Now, after nine months in Mildura, both parents have found work at a local nursery and the warm Mallee weather has improved Dorjee’s health.

“In Mildura, we were able to get jobs without good English so it is better for us than Melbourne,” Dorjee said.

“We have bought a car and things are getting better and better. Eventually we plan to buy our own home,” he said.

“If we were still living in Melbourne we would be relying on Centrelink because it was hard for us to find work. We want to stand on our own feet, so here in Mildura we have found work and we are confident to stay here,” Dorjee said.

Son Tenzin is 16 and studying Year Ten.

“I love school and I have made friends. There are some kids who speak Hindi, which I speak, so we get together sometimes,” Tenzin said.

“I particularly like maths and eventually I would like to become a police officer. My sister and I are both doing well with our education,” he said.

Daughter Choesang has recently completed a Certificate III course in ‘Individual Support’ and hopes to study nursing in the future.

“My teacher is helping me find work in aged care or personal care but my dream is to continue studying nursing,” she said.

Dorjee and Dolma fled Tibet in 2000 because of the political and religious persecution that has been directed at the Tibetan people since the region was annexed by China in 1951.

About 150,000 Tibetans live in and around Dharamshala, the home of the Dalai Lama and the Tibetan Government in exile. Choesang and Tenzin were both born there

In India Dorjee was able to find work, for the Tibetan Government in exile. But Choesang and Tenzin had little hope of education beyond high school because of their legal status and the high fees charged for tertiary education.
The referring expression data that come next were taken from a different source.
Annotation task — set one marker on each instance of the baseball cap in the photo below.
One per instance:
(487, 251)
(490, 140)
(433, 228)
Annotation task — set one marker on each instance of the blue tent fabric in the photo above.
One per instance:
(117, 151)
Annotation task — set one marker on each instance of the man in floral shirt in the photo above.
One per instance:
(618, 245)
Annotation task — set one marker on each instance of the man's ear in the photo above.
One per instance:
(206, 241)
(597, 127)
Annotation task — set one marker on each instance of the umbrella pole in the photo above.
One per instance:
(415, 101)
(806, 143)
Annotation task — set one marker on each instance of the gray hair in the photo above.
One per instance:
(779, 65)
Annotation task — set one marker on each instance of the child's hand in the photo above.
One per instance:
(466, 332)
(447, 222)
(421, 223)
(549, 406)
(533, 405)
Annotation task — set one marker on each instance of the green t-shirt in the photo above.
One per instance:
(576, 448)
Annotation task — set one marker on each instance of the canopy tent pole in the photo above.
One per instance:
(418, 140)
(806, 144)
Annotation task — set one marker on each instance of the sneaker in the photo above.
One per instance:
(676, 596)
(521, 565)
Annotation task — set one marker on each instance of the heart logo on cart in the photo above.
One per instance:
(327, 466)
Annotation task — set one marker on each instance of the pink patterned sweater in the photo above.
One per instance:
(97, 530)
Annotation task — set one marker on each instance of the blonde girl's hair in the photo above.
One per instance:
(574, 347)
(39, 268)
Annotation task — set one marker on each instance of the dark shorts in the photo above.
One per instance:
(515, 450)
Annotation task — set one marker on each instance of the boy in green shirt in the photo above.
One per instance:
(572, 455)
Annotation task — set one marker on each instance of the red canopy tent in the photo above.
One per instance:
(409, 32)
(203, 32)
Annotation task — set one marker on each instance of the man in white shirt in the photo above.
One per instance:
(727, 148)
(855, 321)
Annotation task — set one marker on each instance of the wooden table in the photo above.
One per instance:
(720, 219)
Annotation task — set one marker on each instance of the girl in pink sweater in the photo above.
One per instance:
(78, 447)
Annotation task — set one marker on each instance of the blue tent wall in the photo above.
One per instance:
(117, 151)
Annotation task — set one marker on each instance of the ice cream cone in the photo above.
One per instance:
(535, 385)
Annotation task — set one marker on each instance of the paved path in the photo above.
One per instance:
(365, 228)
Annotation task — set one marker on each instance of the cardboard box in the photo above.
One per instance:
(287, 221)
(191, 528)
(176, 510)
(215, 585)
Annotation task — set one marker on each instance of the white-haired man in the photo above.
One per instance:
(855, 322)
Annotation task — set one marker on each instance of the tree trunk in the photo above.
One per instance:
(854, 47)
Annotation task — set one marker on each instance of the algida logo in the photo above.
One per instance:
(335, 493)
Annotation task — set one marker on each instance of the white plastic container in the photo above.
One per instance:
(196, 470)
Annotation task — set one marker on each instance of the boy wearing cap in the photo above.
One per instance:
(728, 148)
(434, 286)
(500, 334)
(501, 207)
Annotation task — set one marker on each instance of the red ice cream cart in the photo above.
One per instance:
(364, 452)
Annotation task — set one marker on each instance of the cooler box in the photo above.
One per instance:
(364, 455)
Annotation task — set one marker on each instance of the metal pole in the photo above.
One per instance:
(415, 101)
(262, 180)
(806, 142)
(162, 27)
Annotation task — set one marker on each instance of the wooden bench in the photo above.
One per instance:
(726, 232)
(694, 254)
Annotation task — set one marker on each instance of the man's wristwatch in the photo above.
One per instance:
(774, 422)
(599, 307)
Dorjee says that his family are loving life in Mildura and the warmer weather has improved his health.

“It is a very nice and peaceful place and we have very good support. There are opportunities to work here in Mildura. And, I am not getting the coughs and colds I was getting in Melbourne because the weather is warmer here,” he said.

“We have had phone calls from Tibetan people in Melbourne asking about getting work and living in Mildura,” Dorjee said.

Choesang said her family had received great support from migrant and refugee settlement agency AMES Australia and the local community.

“We are very happy that we have had a lot of support from AMES and from the local community,” she said.

“Laura, our coordinator from AMES always on the phone supporting us and asking how we are going,” Choesang said.

“Corey from SMECC has also been very supportive,” she said.

AMES Australia Community Engagement Coordinator Laura Wilks said that the Sonam family had wholeheartedly embraced the move to Mildura.

“Dorjee, Dolma and the children have done incredibly well and really established themselves,” Laura said.

“There was an issue at the start when the family first moved to Mildura in January. Dorjee originally started out in various fruit picking roles when they first arrived, but work was difficult to maintain and not consistent particularly when COVID-19 first hit and carpooling to work became more difficult,” she said.

“But he and Dolma were both able to find work at the Agromillora Nursery, just outside town. They were very determined to succeed, especially Dolma, and they have embraced the idea of making a home in Mildura,” Laura said.

The ‘Bridge to regional employment opportunities’ is a Try, Test and Learn Fund project – an initiative of the Australian Government Department of Social Services – supporting refugees and migrants, who have so far struggled to find work and put down roots properly, to settle in regional Victoria.

The aim of the Try, Test and Learn Fund is to generate new insights into what works to reduce long-term welfare dependence.  This includes seeking new ideas from and collaborating with a diverse range of stakeholders, including the community sector, business, academia and the general public.